To Greg, it was wrong to support ethics and outcomes he did not respect. The decision to move away from corporations to focus on individuals more interested in living better lives than making more money was an easy one. Many people from those days have become long-term clients.

As a boy, Greg often heard his father, a clinical psychologist, say it was an honor to witness another person’s inner world. Forty years later, Greg found himself working in that same intimate territory and came to feel the truth of those words. That sense of honor continues to move and motivate him today.

TEDxBoulder - Greg Burdulis - Migration of Mindfulness - Cave to Corporate America

Certifications & professional accomplishments

  • Somatic Coaching Certification (SCC)

  • Integrated Trauma Practitioner Certification (ITP)
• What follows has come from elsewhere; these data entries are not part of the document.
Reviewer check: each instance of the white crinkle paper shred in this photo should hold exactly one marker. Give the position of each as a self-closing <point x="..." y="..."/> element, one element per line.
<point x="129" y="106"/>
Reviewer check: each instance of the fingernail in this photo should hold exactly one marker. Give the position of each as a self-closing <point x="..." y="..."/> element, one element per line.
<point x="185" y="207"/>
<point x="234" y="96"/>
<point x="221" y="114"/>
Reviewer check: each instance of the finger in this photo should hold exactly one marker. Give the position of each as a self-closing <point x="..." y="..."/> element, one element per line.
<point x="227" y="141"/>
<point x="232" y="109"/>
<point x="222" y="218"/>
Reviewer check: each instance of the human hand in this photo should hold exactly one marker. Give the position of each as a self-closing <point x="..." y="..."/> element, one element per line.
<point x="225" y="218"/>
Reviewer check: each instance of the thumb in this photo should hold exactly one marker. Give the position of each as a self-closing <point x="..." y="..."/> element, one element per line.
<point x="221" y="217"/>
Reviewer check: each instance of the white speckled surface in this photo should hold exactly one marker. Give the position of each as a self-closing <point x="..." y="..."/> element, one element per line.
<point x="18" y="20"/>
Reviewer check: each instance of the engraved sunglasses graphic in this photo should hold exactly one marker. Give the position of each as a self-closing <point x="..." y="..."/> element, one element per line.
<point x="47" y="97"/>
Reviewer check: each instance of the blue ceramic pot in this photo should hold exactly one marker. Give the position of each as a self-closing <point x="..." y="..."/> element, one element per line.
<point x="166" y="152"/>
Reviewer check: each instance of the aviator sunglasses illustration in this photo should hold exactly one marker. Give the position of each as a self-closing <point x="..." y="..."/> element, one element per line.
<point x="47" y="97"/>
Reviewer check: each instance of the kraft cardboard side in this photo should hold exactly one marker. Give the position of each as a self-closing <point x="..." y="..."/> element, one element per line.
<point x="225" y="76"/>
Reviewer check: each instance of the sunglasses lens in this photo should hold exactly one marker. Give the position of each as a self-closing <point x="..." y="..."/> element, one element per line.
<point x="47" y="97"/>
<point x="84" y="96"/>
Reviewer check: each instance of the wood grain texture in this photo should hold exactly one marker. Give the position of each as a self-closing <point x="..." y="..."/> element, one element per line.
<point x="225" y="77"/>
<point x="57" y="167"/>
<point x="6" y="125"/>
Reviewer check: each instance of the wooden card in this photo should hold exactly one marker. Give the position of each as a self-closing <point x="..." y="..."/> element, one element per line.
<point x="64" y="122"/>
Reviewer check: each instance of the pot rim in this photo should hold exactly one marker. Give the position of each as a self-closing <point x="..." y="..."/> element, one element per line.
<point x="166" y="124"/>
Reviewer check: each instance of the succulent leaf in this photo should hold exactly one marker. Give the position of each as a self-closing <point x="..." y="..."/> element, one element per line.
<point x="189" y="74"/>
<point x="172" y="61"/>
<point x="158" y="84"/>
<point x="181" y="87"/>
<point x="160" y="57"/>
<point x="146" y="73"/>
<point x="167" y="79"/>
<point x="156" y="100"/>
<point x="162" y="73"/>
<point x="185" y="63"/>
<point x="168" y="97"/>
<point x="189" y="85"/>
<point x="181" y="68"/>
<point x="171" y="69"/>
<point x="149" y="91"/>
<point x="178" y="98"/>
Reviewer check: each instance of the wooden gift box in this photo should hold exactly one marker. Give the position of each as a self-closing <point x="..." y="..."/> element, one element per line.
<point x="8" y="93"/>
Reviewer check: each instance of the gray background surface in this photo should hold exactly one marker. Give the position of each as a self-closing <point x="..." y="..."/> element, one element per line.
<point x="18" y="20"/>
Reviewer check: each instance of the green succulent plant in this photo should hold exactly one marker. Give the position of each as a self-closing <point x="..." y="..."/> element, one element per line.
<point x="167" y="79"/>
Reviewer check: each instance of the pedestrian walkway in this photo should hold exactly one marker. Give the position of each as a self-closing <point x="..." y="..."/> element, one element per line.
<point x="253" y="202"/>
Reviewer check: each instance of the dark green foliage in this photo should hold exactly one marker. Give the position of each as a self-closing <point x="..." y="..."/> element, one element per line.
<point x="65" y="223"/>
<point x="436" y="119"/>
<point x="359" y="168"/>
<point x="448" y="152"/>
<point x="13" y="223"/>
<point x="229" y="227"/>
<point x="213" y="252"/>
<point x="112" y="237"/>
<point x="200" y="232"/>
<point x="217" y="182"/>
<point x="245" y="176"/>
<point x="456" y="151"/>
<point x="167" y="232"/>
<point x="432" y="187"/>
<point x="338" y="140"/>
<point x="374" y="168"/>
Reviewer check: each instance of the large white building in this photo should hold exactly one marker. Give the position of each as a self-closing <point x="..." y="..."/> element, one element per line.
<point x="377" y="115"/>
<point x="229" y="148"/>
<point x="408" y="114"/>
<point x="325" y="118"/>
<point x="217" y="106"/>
  • Whole Brain Living Advanced Certification (WBLAC)

  • Yoga Teacher Certification (RYT)

  • Mindfulness Teacher Certification (CMT)

  • Professional Coach Certification (PCC)

  • Master’s Degree in Spirituality (MA)

  • TEDxBoulder Speaker

  • Former monk

The ongoing practice of being

Greg’s learning continues, but his focus has shifted. Rather than chasing new modalities, he’s deepening what he already knows. There’s a sense of having enough, and a growing desire to apply it. At the same time, the ever-unfolding “new” in life keeps him leaning in, inviting curiosity and vulnerability.

Greg no longer holds a fixed story about his life. He meets each moment with openness, letting meaning emerge. This “not-knowing” comes with “not-controlling” of others, the world, or even many of his own thoughts and emotions.

But this isn’t helplessness. It’s a daily practice of response—meeting life with creativity, compassion, and the choice to shift reactivity toward greater skill, connection, and kindness.